[Date Prev][Date Next][Thread Prev][Thread Next][Date Index][Thread Index]
Re: [Qemu-devel] [PATCH v4 00/13] Add migration support for VFIO device
From: |
Yan Zhao |
Subject: |
Re: [Qemu-devel] [PATCH v4 00/13] Add migration support for VFIO device |
Date: |
Fri, 21 Jun 2019 06:45:09 -0400 |
User-agent: |
Mutt/1.9.4 (2018-02-28) |
On Fri, Jun 21, 2019 at 05:22:37PM +0800, Kirti Wankhede wrote:
>
>
> On 6/21/2019 2:16 PM, Yan Zhao wrote:
> > On Fri, Jun 21, 2019 at 04:02:50PM +0800, Kirti Wankhede wrote:
> >>
> >>
> >> On 6/21/2019 6:54 AM, Yan Zhao wrote:
> >>> On Fri, Jun 21, 2019 at 08:25:18AM +0800, Yan Zhao wrote:
> >>>> On Thu, Jun 20, 2019 at 10:37:28PM +0800, Kirti Wankhede wrote:
> >>>>> Add migration support for VFIO device
> >>>>>
> >>>>> This Patch set include patches as below:
> >>>>> - Define KABI for VFIO device for migration support.
> >>>>> - Added save and restore functions for PCI configuration space
> >>>>> - Generic migration functionality for VFIO device.
> >>>>> * This patch set adds functionality only for PCI devices, but can be
> >>>>> extended to other VFIO devices.
> >>>>> * Added all the basic functions required for pre-copy, stop-and-copy
> >>>>> and
> >>>>> resume phases of migration.
> >>>>> * Added state change notifier and from that notifier function, VFIO
> >>>>> device's state changed is conveyed to VFIO device driver.
> >>>>> * During save setup phase and resume/load setup phase, migration
> >>>>> region
> >>>>> is queried and is used to read/write VFIO device data.
> >>>>> * .save_live_pending and .save_live_iterate are implemented to use
> >>>>> QEMU's
> >>>>> functionality of iteration during pre-copy phase.
> >>>>> * In .save_live_complete_precopy, that is in stop-and-copy phase,
> >>>>> iteration to read data from VFIO device driver is implemented till
> >>>>> pending
> >>>>> bytes returned by driver are not zero.
> >>>>> * Added function to get dirty pages bitmap for the pages which are
> >>>>> used by
> >>>>> driver.
> >>>>> - Add vfio_listerner_log_sync to mark dirty pages.

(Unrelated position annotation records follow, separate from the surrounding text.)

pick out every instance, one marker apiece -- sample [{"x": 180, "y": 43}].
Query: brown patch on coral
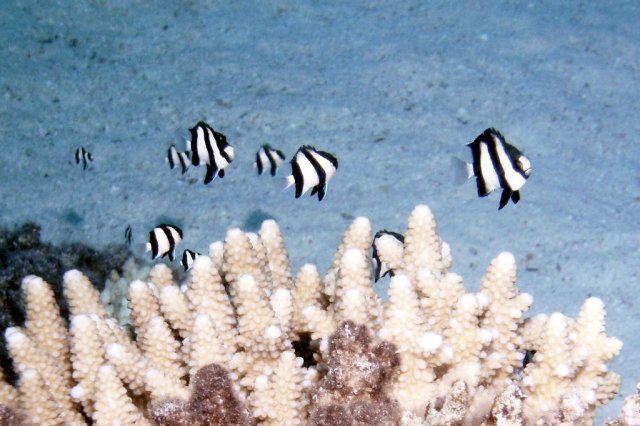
[
  {"x": 213, "y": 402},
  {"x": 352, "y": 393}
]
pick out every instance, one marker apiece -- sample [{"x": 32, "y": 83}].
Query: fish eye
[{"x": 525, "y": 165}]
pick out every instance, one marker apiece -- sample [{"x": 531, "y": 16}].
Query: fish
[
  {"x": 311, "y": 169},
  {"x": 127, "y": 235},
  {"x": 380, "y": 269},
  {"x": 174, "y": 158},
  {"x": 267, "y": 155},
  {"x": 211, "y": 148},
  {"x": 163, "y": 240},
  {"x": 528, "y": 357},
  {"x": 188, "y": 256},
  {"x": 498, "y": 164},
  {"x": 84, "y": 156}
]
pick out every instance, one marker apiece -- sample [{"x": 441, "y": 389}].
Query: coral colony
[{"x": 244, "y": 343}]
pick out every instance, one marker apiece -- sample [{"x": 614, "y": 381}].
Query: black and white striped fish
[
  {"x": 188, "y": 257},
  {"x": 163, "y": 240},
  {"x": 497, "y": 164},
  {"x": 174, "y": 158},
  {"x": 272, "y": 157},
  {"x": 311, "y": 169},
  {"x": 84, "y": 156},
  {"x": 211, "y": 148},
  {"x": 380, "y": 269}
]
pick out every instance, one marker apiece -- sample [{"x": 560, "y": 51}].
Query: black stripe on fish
[
  {"x": 493, "y": 142},
  {"x": 322, "y": 174},
  {"x": 207, "y": 143},
  {"x": 221, "y": 142},
  {"x": 259, "y": 162},
  {"x": 170, "y": 154},
  {"x": 195, "y": 157},
  {"x": 153, "y": 240},
  {"x": 84, "y": 156},
  {"x": 184, "y": 161},
  {"x": 298, "y": 178},
  {"x": 375, "y": 258},
  {"x": 127, "y": 235},
  {"x": 188, "y": 256}
]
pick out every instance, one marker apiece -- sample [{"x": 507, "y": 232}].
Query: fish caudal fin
[
  {"x": 504, "y": 198},
  {"x": 461, "y": 171}
]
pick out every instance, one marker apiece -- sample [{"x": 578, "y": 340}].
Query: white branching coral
[{"x": 242, "y": 342}]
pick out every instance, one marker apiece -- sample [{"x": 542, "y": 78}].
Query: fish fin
[
  {"x": 288, "y": 181},
  {"x": 461, "y": 171},
  {"x": 211, "y": 173},
  {"x": 504, "y": 198}
]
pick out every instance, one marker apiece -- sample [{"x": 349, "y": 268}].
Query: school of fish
[{"x": 495, "y": 164}]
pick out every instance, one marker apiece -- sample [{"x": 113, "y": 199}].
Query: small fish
[
  {"x": 497, "y": 164},
  {"x": 380, "y": 269},
  {"x": 163, "y": 240},
  {"x": 174, "y": 158},
  {"x": 266, "y": 154},
  {"x": 127, "y": 235},
  {"x": 84, "y": 156},
  {"x": 188, "y": 256},
  {"x": 211, "y": 148},
  {"x": 311, "y": 169},
  {"x": 528, "y": 357}
]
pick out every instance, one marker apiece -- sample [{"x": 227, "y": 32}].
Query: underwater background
[{"x": 394, "y": 89}]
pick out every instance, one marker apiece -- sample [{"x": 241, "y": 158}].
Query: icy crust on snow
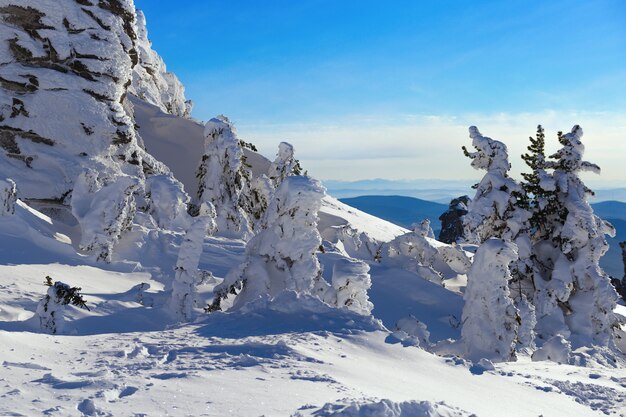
[
  {"x": 388, "y": 408},
  {"x": 151, "y": 82}
]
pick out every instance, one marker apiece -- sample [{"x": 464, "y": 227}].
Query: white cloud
[{"x": 429, "y": 146}]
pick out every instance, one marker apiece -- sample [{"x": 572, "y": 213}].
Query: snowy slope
[{"x": 270, "y": 362}]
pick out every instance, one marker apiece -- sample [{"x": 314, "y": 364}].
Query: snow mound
[{"x": 388, "y": 408}]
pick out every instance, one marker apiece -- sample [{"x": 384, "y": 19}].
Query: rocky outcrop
[
  {"x": 67, "y": 68},
  {"x": 452, "y": 220},
  {"x": 151, "y": 82}
]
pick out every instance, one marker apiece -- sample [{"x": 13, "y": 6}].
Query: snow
[{"x": 330, "y": 311}]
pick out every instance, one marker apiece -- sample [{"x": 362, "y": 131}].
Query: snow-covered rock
[
  {"x": 151, "y": 82},
  {"x": 224, "y": 179},
  {"x": 8, "y": 197}
]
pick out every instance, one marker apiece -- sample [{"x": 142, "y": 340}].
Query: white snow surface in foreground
[{"x": 126, "y": 357}]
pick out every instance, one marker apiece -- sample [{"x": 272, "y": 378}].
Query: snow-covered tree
[
  {"x": 490, "y": 319},
  {"x": 452, "y": 220},
  {"x": 284, "y": 165},
  {"x": 8, "y": 197},
  {"x": 223, "y": 177},
  {"x": 349, "y": 285},
  {"x": 261, "y": 190},
  {"x": 576, "y": 283},
  {"x": 51, "y": 309},
  {"x": 494, "y": 211},
  {"x": 167, "y": 202},
  {"x": 184, "y": 287},
  {"x": 151, "y": 82},
  {"x": 104, "y": 210},
  {"x": 281, "y": 256},
  {"x": 499, "y": 210}
]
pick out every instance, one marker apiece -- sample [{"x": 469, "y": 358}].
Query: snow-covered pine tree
[
  {"x": 8, "y": 197},
  {"x": 284, "y": 165},
  {"x": 490, "y": 319},
  {"x": 577, "y": 283},
  {"x": 184, "y": 287},
  {"x": 51, "y": 309},
  {"x": 452, "y": 220},
  {"x": 261, "y": 191},
  {"x": 224, "y": 178},
  {"x": 350, "y": 283},
  {"x": 104, "y": 210},
  {"x": 499, "y": 210},
  {"x": 281, "y": 256}
]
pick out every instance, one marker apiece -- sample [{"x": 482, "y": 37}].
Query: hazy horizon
[{"x": 362, "y": 90}]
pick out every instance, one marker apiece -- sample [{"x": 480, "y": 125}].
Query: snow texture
[
  {"x": 151, "y": 82},
  {"x": 490, "y": 320},
  {"x": 284, "y": 164},
  {"x": 184, "y": 288},
  {"x": 350, "y": 282},
  {"x": 224, "y": 179},
  {"x": 281, "y": 257},
  {"x": 8, "y": 197}
]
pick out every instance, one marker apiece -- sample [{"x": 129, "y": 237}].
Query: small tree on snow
[
  {"x": 184, "y": 287},
  {"x": 577, "y": 282},
  {"x": 51, "y": 309},
  {"x": 284, "y": 165},
  {"x": 490, "y": 319},
  {"x": 350, "y": 283},
  {"x": 499, "y": 210},
  {"x": 8, "y": 197},
  {"x": 282, "y": 254},
  {"x": 105, "y": 209},
  {"x": 223, "y": 178}
]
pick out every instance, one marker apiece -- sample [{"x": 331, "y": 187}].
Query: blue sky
[{"x": 412, "y": 74}]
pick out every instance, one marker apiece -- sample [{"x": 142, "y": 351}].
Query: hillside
[{"x": 154, "y": 265}]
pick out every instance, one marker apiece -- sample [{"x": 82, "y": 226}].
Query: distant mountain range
[
  {"x": 404, "y": 211},
  {"x": 441, "y": 191}
]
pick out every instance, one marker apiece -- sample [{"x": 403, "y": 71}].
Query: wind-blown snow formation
[{"x": 210, "y": 270}]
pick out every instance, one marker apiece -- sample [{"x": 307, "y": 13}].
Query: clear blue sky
[{"x": 293, "y": 68}]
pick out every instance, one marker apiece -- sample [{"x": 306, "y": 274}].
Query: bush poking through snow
[
  {"x": 8, "y": 197},
  {"x": 51, "y": 308}
]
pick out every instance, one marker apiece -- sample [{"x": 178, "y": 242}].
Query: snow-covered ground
[
  {"x": 113, "y": 223},
  {"x": 126, "y": 355}
]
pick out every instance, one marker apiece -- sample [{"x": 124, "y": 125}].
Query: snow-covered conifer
[
  {"x": 104, "y": 210},
  {"x": 284, "y": 165},
  {"x": 151, "y": 82},
  {"x": 51, "y": 309},
  {"x": 499, "y": 211},
  {"x": 223, "y": 177},
  {"x": 8, "y": 197},
  {"x": 577, "y": 283},
  {"x": 494, "y": 211},
  {"x": 184, "y": 287},
  {"x": 281, "y": 256},
  {"x": 490, "y": 319},
  {"x": 452, "y": 220},
  {"x": 350, "y": 283},
  {"x": 167, "y": 202}
]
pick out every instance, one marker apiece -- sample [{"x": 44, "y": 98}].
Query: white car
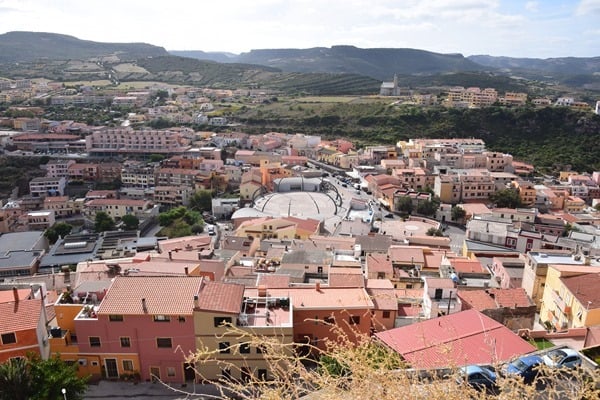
[{"x": 562, "y": 358}]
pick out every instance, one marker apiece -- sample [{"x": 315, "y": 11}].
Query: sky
[{"x": 515, "y": 28}]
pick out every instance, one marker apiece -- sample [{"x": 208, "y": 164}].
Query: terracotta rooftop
[
  {"x": 327, "y": 298},
  {"x": 167, "y": 295},
  {"x": 20, "y": 316},
  {"x": 7, "y": 296},
  {"x": 376, "y": 262},
  {"x": 464, "y": 266},
  {"x": 466, "y": 337},
  {"x": 406, "y": 254},
  {"x": 221, "y": 297},
  {"x": 384, "y": 299}
]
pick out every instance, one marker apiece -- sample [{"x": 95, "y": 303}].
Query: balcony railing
[{"x": 560, "y": 303}]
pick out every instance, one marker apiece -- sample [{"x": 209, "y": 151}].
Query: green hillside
[{"x": 32, "y": 46}]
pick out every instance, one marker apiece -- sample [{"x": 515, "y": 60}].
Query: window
[
  {"x": 224, "y": 348},
  {"x": 245, "y": 348},
  {"x": 9, "y": 338},
  {"x": 164, "y": 342},
  {"x": 262, "y": 374},
  {"x": 127, "y": 365},
  {"x": 220, "y": 321}
]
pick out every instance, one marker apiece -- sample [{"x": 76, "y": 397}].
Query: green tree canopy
[
  {"x": 32, "y": 378},
  {"x": 201, "y": 201},
  {"x": 457, "y": 213},
  {"x": 103, "y": 222},
  {"x": 404, "y": 204},
  {"x": 59, "y": 229}
]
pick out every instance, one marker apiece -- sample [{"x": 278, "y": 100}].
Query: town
[{"x": 412, "y": 244}]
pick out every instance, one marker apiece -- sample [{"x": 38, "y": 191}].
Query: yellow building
[
  {"x": 571, "y": 298},
  {"x": 234, "y": 331}
]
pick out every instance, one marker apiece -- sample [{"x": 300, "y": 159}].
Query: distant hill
[
  {"x": 380, "y": 64},
  {"x": 33, "y": 46},
  {"x": 210, "y": 73},
  {"x": 561, "y": 65},
  {"x": 216, "y": 56}
]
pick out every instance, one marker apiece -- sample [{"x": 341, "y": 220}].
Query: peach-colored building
[{"x": 149, "y": 319}]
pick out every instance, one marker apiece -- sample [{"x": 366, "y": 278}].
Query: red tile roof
[
  {"x": 463, "y": 266},
  {"x": 165, "y": 295},
  {"x": 584, "y": 288},
  {"x": 221, "y": 297},
  {"x": 377, "y": 262},
  {"x": 467, "y": 337},
  {"x": 327, "y": 298},
  {"x": 20, "y": 316},
  {"x": 8, "y": 296}
]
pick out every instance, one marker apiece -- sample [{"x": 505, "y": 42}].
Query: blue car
[
  {"x": 526, "y": 367},
  {"x": 479, "y": 377}
]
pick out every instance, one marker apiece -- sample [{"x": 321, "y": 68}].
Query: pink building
[{"x": 145, "y": 322}]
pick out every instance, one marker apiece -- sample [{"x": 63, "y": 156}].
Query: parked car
[
  {"x": 526, "y": 367},
  {"x": 479, "y": 377},
  {"x": 562, "y": 358}
]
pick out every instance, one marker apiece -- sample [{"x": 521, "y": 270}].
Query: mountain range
[{"x": 376, "y": 64}]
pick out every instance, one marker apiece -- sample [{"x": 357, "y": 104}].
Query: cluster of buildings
[
  {"x": 475, "y": 97},
  {"x": 124, "y": 306}
]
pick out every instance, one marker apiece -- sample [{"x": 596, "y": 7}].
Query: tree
[
  {"x": 201, "y": 201},
  {"x": 457, "y": 213},
  {"x": 15, "y": 379},
  {"x": 32, "y": 378},
  {"x": 507, "y": 198},
  {"x": 59, "y": 229},
  {"x": 404, "y": 205},
  {"x": 130, "y": 222},
  {"x": 103, "y": 222}
]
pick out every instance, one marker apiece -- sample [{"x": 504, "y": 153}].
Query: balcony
[
  {"x": 560, "y": 303},
  {"x": 259, "y": 312}
]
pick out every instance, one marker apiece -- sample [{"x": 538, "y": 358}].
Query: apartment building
[
  {"x": 109, "y": 141},
  {"x": 227, "y": 320},
  {"x": 172, "y": 196},
  {"x": 117, "y": 208},
  {"x": 57, "y": 168},
  {"x": 47, "y": 186},
  {"x": 570, "y": 297},
  {"x": 144, "y": 325}
]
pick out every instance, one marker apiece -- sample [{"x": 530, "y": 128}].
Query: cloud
[
  {"x": 532, "y": 6},
  {"x": 587, "y": 7}
]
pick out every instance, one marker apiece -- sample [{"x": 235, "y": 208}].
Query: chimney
[{"x": 262, "y": 291}]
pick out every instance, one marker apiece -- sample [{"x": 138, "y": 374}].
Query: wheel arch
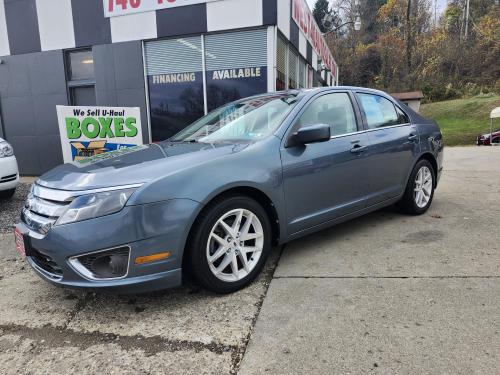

> >>>>> - Make VFIO PCI device migration capable. If migration region is not
> >>>>> provided by
> >>>>> driver, migration is blocked.
> >>>>>
> >>>>> Below is the flow of state change for live migration where states in
> >>>>> brackets
> >>>>> represent VM state, migration state and VFIO device state as:
> >>>>> (VM state, MIGRATION_STATUS, VFIO_DEVICE_STATE)
> >>>>>
> >>>>> Live migration save path:
> >>>>> QEMU normal running state
> >>>>> (RUNNING, _NONE, _RUNNING)
> >>>>> |
> >>>>> migrate_init spawns migration_thread.
> >>>>> (RUNNING, _SETUP, _RUNNING|_SAVING)
> >>>>> Migration thread then calls each device's .save_setup()
> >>>>> |
> >>>>> (RUNNING, _ACTIVE, _RUNNING|_SAVING)
> >>>>> If device is active, get pending bytes by .save_live_pending()
> >>>>> if pending bytes >= threshold_size, call save_live_iterate()
> >>>>> Data of VFIO device for pre-copy phase is copied.
> >>>>> Iterate till pending bytes converge and are less than threshold
> >>>>> |
> >>>>> On migration completion, vCPUs stops and calls
> >>>>> .save_live_complete_precopy
> >>>>> for each active device. VFIO device is then transitioned in
> >>>>> _SAVING state.
> >>>>> (FINISH_MIGRATE, _DEVICE, _SAVING)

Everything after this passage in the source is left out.